Scrapping the Zero Carbon Homes policy in 2015 left new build home using 7.5 times more foreign gas than if policy had been implemented, according to the ECIU.
The Zero Carbon Homes standard was scrapped on 10 July 2015 and would have seen new homes built to higher energy efficiency standards with low carbon heating and solar panels. Cutting the policy has resulted in new homes using up to 7.5 times more gas imports in 2025, compared to if it had been introduced, a new analysis has found.
There have been more than 1.3 million homes built since 2015, during which time there has been one minor uplift to energy performance standards for new builds, in 2021, with delays to the Future Homes Standard (the replacement for Zero Carbon Homes) meaning that homes may not be built to higher standards until the late 2020s.
Jess Ralston, Energy Analyst at the ECIU said: “We’ve had 10 years of building inefficient homes that leak heat from their walls and roofs while costing their occupants a fortune in gas bills over the course of the gas crisis. The question now is will the current Government delay further.”

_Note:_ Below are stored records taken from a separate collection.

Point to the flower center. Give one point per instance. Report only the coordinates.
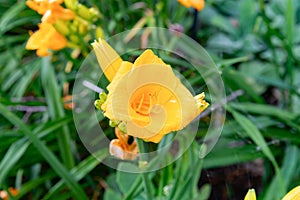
(143, 103)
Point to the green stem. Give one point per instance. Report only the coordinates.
(143, 158)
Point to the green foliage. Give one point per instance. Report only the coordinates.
(256, 47)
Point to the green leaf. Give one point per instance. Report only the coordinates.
(9, 16)
(259, 140)
(46, 153)
(12, 156)
(55, 108)
(125, 180)
(111, 194)
(204, 192)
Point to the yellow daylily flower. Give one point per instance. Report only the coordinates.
(51, 10)
(146, 95)
(46, 38)
(108, 58)
(124, 148)
(250, 195)
(4, 195)
(197, 4)
(294, 194)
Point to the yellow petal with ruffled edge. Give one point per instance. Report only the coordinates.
(294, 194)
(46, 38)
(150, 99)
(108, 58)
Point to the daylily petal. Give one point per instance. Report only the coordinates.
(149, 98)
(197, 4)
(108, 58)
(120, 147)
(46, 38)
(294, 194)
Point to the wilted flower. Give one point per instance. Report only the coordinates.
(4, 195)
(294, 194)
(46, 38)
(124, 147)
(250, 195)
(197, 4)
(145, 95)
(51, 10)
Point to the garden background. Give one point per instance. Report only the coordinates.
(256, 48)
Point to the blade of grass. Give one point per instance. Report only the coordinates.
(55, 107)
(18, 148)
(259, 140)
(46, 153)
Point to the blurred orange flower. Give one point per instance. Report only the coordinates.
(4, 195)
(197, 4)
(124, 147)
(51, 10)
(46, 38)
(146, 95)
(250, 195)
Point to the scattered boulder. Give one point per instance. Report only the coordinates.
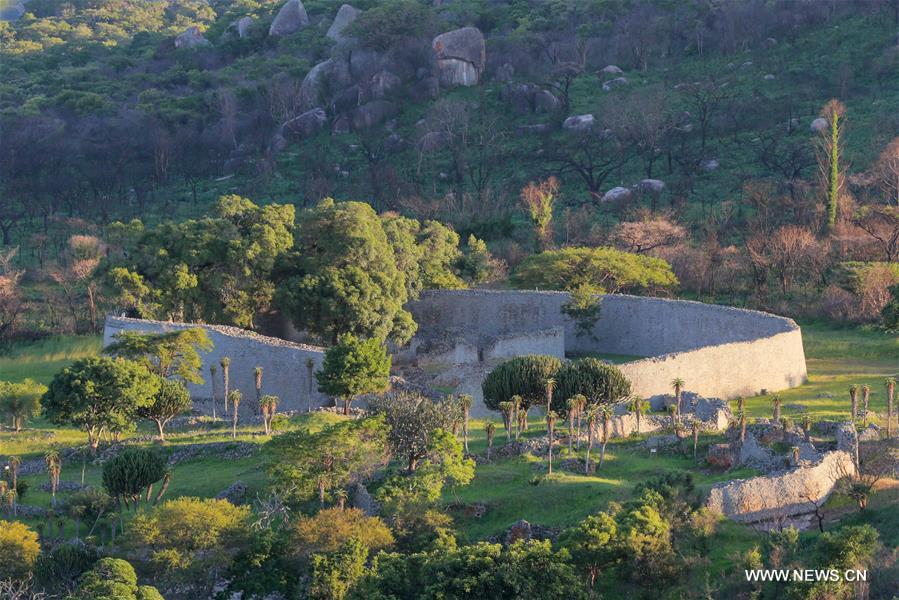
(709, 164)
(291, 18)
(579, 122)
(616, 194)
(372, 113)
(307, 124)
(191, 38)
(461, 56)
(818, 125)
(346, 14)
(614, 83)
(236, 493)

While the Future Homes Standard will see new homes fitted with high levels of energy efficiency, solar panels and low carbon heating such as heat pumps, there are concerns that delays to the process may result in a lack of new homes being built to the standard until the late 2020s. This would mean over a decade of new homes being built to lower standards, and result in more gas imports from abroad as the North Sea continues its inevitable decline.